Con queste parole lo scrittore marocchino Tahar Ben Jelloun si rivolgeva alla comunità musulmana dopo l’omicidio di padre Jacques Hamel nella sua chiesa a Rouen, in Francia, pochi giorni dopo l’attentato di Nizza.

Appello che arrivava dopo diversi casi in cui i terroristi venivano nascosti da una rete di amici, conoscenti e familiari nelle città dove vivevano. Come nel caso di Salah Abdeslam, uno degli attentatori sopravvissuti agli attacchi di Parigi del 13 novembre, arrestato a marzo a Bruxelles, nascosto da altri tre uomini nel quartiere dove aveva vissuto per mesi.

Sembrano quasi aver udito l’appello di Ben Jelloun, invece, i siriani che hanno denunciato e portato all’arresto il loro connazionale e presunto terrorista Jabar Albakr, che era riuscito a sfuggire al blitz delle forze speciali tedesche nella cittadina della Sassonia dove risiedeva. Dopo la fuga, l’uomo era arrivato a Lipsia. Alla stazione aveva incontrato un siriano e gli aveva chiesto ospitalità. Passata qualche ora, Albakr è stato riconosciuto grazie alle foto segnaletiche e l’uomo che lo aveva portato nel suo appartamento, con l’aiuto di altri due rifugiati, lo ha legato e ha chiamato la polizia. “Ero furibondo con lui, non puoi fare questo a un Paese che ti ha accolto”, ha dichiarato uno di loro.

Da queste parole emerge il sempre più stretto legame tra risposte alla crisi migratoria, narrazione dell’Islam e fondamentalismo. “Abbiamo paura perché proviamo rabbia - scriveva a luglio Ben Jelloun -. Ma la nostra rabbia è l’inizio di una resistenza, anzi di un cambiamento radicale di ciò che l’Islam è in Europa. Se l’Europa ci ha accolti, è perché aveva bisogno della nostra forza lavoro, di dare un volto umano all’immigrazione. Perciò dobbiamo adattarci al diritto e alle leggi della Repubblica”. Se la risposta europea all’immigrazione non sarà l’emarginazione di queste persone, i profughi potranno addirittura diventare uno “scudo” contro l’Isis, come ha dimostrato il coraggio dei tre siriani a Lipsia.

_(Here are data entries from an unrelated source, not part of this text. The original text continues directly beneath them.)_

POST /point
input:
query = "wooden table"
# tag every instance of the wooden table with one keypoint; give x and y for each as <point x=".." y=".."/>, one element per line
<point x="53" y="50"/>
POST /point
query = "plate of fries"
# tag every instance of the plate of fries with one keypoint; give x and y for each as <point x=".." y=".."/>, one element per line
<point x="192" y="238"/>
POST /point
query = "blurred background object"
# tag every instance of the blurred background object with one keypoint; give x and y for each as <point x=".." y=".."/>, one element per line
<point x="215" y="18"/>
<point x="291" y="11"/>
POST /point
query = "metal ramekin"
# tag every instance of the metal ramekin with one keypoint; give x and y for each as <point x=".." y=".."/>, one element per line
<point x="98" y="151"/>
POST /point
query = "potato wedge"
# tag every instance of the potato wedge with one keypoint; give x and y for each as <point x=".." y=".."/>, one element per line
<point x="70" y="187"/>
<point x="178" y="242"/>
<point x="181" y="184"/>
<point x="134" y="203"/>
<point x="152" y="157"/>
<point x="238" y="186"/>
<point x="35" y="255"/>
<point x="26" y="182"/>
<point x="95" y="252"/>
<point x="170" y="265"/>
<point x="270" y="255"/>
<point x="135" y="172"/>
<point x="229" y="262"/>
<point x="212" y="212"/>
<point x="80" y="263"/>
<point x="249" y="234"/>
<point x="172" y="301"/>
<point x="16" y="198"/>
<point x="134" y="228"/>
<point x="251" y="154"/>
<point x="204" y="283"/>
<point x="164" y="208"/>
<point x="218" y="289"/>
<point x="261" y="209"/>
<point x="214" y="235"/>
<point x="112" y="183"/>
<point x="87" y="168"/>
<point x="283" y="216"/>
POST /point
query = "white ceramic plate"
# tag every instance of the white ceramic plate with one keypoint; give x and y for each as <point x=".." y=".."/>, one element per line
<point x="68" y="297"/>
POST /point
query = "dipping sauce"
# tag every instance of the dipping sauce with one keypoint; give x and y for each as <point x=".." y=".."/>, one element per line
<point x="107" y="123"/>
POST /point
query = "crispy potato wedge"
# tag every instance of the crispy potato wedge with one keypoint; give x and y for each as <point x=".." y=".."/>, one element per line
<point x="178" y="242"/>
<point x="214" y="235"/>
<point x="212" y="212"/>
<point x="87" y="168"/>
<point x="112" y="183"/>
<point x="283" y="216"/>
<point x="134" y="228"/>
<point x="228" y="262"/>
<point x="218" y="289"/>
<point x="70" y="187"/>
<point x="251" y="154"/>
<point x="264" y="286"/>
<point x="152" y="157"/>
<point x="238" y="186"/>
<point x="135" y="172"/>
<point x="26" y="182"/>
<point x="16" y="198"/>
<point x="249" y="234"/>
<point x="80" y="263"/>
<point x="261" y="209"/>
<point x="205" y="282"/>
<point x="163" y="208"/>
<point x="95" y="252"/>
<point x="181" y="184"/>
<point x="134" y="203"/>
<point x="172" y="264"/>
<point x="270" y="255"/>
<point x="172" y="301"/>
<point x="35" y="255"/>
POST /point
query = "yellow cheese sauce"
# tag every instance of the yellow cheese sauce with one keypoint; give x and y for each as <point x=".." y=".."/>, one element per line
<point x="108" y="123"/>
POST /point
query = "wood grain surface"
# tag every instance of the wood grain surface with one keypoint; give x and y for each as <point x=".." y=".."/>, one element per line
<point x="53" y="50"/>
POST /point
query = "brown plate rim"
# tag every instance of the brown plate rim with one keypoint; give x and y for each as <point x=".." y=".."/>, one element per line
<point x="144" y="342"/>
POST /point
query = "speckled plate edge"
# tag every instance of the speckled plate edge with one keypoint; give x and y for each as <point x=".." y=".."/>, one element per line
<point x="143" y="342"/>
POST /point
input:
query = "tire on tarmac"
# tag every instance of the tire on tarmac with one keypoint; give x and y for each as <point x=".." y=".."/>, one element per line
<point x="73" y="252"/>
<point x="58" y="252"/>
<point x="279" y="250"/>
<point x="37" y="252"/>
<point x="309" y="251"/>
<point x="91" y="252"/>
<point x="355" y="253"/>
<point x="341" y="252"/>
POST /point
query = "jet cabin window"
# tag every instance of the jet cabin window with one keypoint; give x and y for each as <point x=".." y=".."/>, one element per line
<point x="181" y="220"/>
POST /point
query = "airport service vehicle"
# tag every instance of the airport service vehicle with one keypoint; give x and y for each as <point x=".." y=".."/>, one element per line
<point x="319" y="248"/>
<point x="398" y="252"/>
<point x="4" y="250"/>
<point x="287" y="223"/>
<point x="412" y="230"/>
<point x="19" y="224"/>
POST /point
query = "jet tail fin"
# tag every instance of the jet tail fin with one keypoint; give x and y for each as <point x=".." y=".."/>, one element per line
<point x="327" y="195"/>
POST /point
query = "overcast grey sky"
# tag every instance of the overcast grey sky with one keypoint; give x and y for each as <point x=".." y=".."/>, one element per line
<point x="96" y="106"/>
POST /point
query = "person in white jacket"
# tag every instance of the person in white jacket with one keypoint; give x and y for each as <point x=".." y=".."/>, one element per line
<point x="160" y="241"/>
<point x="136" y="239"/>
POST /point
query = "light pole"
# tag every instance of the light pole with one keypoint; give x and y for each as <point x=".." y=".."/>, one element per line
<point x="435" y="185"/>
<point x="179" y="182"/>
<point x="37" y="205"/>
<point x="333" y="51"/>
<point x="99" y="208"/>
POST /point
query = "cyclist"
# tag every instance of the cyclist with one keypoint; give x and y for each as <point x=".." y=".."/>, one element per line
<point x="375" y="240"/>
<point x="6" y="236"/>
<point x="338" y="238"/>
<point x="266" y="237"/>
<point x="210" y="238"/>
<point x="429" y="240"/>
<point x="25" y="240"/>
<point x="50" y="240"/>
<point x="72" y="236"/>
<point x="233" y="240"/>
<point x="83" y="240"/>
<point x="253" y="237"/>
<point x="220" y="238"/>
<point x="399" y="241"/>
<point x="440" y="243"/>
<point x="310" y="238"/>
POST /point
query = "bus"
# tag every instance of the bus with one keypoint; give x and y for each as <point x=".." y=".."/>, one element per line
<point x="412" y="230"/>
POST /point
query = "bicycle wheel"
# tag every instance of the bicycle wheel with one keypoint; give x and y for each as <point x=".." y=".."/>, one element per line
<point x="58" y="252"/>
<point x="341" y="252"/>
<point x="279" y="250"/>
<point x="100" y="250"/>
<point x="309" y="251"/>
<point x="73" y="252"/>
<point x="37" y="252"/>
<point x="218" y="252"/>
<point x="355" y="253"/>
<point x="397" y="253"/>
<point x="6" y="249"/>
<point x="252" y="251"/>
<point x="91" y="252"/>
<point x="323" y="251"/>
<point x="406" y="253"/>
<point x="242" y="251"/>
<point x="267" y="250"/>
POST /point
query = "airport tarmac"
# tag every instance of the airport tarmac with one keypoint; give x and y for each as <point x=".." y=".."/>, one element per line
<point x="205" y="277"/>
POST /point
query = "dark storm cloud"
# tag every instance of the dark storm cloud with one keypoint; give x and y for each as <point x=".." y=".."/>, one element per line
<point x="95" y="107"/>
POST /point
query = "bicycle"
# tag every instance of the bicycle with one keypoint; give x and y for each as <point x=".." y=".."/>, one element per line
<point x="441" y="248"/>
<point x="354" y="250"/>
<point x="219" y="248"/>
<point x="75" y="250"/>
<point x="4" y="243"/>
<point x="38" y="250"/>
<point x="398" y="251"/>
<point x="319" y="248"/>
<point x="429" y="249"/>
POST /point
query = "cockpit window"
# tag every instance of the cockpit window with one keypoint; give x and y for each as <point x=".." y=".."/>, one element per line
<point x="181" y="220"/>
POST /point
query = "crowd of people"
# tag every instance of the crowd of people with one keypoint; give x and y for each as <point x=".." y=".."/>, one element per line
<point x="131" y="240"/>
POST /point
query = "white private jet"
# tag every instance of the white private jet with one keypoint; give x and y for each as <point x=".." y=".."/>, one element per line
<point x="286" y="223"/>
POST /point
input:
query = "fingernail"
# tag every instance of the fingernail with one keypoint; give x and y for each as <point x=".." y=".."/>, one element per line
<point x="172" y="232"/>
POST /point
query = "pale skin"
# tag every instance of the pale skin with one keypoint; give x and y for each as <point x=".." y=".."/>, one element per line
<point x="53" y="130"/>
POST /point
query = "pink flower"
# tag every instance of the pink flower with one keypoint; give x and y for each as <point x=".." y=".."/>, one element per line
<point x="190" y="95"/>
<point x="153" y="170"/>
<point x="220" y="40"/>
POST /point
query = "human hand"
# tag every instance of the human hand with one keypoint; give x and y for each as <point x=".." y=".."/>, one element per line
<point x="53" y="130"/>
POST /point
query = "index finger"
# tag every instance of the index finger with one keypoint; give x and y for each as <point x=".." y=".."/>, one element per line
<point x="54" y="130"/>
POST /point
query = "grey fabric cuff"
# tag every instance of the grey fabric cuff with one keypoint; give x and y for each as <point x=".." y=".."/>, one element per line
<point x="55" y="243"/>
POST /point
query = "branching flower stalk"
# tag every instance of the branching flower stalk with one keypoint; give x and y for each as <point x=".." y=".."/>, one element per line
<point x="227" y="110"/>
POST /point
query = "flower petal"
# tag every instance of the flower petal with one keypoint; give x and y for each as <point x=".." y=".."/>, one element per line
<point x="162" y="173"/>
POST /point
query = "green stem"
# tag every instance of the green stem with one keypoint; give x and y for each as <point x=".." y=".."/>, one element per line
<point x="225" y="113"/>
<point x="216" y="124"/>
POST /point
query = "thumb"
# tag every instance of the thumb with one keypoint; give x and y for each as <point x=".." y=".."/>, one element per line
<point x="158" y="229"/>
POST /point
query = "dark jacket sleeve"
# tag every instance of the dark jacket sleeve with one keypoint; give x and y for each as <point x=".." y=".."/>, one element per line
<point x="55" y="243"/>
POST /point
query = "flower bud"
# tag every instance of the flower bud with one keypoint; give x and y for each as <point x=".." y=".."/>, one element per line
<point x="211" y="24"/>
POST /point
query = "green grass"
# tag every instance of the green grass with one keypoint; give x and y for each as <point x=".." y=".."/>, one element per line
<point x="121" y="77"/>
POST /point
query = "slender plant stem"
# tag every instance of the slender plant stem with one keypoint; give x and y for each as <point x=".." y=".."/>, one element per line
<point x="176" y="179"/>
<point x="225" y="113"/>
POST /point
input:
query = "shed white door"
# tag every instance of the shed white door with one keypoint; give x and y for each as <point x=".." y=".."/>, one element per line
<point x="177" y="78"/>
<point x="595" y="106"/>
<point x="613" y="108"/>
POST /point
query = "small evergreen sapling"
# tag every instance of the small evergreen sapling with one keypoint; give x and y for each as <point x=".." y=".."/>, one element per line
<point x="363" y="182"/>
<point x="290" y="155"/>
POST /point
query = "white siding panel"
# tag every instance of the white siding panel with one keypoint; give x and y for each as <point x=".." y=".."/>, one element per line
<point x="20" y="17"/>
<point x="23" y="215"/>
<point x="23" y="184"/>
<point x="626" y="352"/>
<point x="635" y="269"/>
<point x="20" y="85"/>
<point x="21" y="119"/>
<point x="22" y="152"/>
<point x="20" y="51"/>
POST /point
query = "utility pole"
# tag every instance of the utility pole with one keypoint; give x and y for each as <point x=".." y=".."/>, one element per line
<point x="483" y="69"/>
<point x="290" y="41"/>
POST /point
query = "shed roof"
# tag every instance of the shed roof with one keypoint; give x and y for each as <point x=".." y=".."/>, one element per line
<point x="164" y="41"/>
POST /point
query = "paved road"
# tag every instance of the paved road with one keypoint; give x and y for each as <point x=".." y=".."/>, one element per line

A pochi giorni dalla battaglia di Mosul, che secondo diversi commentatori indebolirà ancora di più l’Isis sul terreno militare, diventa sempre più urgente la battaglia culturale contro il fondamentalismo, affinché i giovani - che, come ha ricordato più volte il professore francese Olivier Roy, sono di fronte a una vera e propria crisi “spirituale”, dovuta alla mancanza di utopie e ideali - non cadano in una nuova forma di radicalismo. Fondamentale sarà non solo trasmettere un Islam calato nel paesaggio culturale europeo, ma anche comprendere chi sono e cosa vogliono gli uomini che si avvicinano il terrorismo, per poter offrire alternative alla scelta di morte e di annientamento dell’altro.